One of the most popular column topics has centered on my reflections on Gladys. Her shenanigans seem to interest a wide circle of readers, many of whom have asked how we came up with her name. Gladys was a present from Michelle Simmons, the poultry guru of the Northern Neck, intended to be the consort of Lou, who since has died. The date was September 28, 2013, which was the birthday of our good friend, the late Gladys Watson, thus the name seemed to be an obvious choice. 

Gladys and her late husband, Sam, were the proprietors of The Shoe Store, and for many years Gladys operated the Kilmarnock Beauty Salon on West Church Street. In her spare time, she was esteemed by all for her great skill at gardening. She was amused by our use of her name for a pet goose, to which I would tell her that the next gander would be named “Sam.”

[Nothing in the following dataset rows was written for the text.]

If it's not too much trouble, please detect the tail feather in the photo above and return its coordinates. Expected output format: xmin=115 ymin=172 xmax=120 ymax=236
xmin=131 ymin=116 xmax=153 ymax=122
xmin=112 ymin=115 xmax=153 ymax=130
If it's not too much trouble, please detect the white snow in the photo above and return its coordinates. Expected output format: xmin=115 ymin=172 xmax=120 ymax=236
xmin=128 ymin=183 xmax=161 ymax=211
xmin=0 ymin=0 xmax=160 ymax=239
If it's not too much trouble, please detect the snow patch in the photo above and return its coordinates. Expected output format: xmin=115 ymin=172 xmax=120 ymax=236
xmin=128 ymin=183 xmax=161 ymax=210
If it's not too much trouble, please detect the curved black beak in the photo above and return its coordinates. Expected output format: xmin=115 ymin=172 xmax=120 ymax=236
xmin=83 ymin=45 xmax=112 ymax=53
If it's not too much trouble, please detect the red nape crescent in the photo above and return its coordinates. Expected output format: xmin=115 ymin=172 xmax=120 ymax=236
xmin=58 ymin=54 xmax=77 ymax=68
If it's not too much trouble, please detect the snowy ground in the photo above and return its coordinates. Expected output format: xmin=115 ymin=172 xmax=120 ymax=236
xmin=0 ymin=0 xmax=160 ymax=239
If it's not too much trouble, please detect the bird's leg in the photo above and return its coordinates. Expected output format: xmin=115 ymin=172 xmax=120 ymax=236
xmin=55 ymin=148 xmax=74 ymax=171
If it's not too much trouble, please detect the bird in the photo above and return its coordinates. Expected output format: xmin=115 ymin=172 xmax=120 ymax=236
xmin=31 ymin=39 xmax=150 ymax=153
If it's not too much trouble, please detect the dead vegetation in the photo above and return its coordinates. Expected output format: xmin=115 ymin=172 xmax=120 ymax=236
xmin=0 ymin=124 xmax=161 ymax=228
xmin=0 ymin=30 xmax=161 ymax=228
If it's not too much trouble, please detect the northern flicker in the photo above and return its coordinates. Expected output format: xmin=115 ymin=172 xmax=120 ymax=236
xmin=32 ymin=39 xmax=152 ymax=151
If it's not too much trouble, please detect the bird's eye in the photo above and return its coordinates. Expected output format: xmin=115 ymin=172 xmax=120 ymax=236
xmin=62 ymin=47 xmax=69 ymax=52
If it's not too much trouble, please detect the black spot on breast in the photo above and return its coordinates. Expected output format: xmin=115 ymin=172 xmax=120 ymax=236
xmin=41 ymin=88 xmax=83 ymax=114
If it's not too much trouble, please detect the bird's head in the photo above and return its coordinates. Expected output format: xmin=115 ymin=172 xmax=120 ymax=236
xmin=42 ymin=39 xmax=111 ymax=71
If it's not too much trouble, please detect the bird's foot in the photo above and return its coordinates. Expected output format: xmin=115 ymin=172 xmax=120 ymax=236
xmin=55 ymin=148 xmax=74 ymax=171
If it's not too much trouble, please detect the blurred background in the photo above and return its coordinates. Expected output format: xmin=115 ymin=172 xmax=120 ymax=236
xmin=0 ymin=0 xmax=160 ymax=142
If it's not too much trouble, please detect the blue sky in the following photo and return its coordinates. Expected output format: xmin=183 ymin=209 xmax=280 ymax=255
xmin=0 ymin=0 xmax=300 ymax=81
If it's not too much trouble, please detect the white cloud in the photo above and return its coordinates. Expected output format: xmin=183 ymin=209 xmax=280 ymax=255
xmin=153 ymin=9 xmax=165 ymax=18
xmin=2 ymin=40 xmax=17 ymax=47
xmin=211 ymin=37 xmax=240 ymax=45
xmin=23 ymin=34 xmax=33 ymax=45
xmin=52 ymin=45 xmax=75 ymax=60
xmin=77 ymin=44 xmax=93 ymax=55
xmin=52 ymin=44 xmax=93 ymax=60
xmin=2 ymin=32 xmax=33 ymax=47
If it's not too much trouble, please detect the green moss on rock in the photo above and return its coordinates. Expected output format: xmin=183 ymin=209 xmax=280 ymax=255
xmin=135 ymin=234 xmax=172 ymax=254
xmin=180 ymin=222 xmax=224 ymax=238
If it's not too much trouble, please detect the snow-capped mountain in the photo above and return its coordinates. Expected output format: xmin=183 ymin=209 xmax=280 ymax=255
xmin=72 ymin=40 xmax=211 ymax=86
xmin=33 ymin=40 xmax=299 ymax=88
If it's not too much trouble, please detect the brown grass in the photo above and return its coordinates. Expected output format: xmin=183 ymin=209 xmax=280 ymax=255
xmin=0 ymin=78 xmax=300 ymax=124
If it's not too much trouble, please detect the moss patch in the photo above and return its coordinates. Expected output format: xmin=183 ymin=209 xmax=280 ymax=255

While on the subject of geese, Henry, the gander, came to us already with his name, therefore he is not my namesake, as many have surmised. Over two years ago, as an egg he was hatched by Lewis Shelton at his home in White Stone. Lewis attempted to send him along with a migrating gaggle, but they did not mix at all, leading Lewis to give him to us. He seems to enjoy life on the farm, and his arrival has mitigated Gladys’s incessant honking.

Eve, the cat, does not owe her name to our original mother, the spouse of Adam, but rather to her having arrived unannounced and unexpected at our house last December 24th, Christmas Eve. The name was selected by the Intermediate B.E., and it fits. 

Eve is somewhat of a duplicitous individual in that each morning and evening when one of us will feed her, she gobbles up the serving, and then goes to another family member pretending that she has not eaten. Rarely has the ploy worked, but we need to tell each other that she has dined in order to avoid her becoming a behemoth. Quite simply, she really likes to eat, and never turns down a single morsel.

In March 1985, I wrote the first of the R.I.P.s after the passing of Robert M. Lee Jr., the production manager of the Rappahannock Record. Since that time, I have received numerous inquiries as to why I end a tribute to the deceased with R.I.P. I have been asked if it stands for “Really Important Person,” or an unfamiliar academic degree, or some secret society, among many other speculations.

In Latin, R.I.P. stands for “Requiescat in Pace,” which translated into English is “Rest in Peace.” It occasionally appears on tombstones in older cemeteries, as the traditional homage to the departed.

My thanks to the readers for your comments and questions. I shall return to the glossary in another column down the road.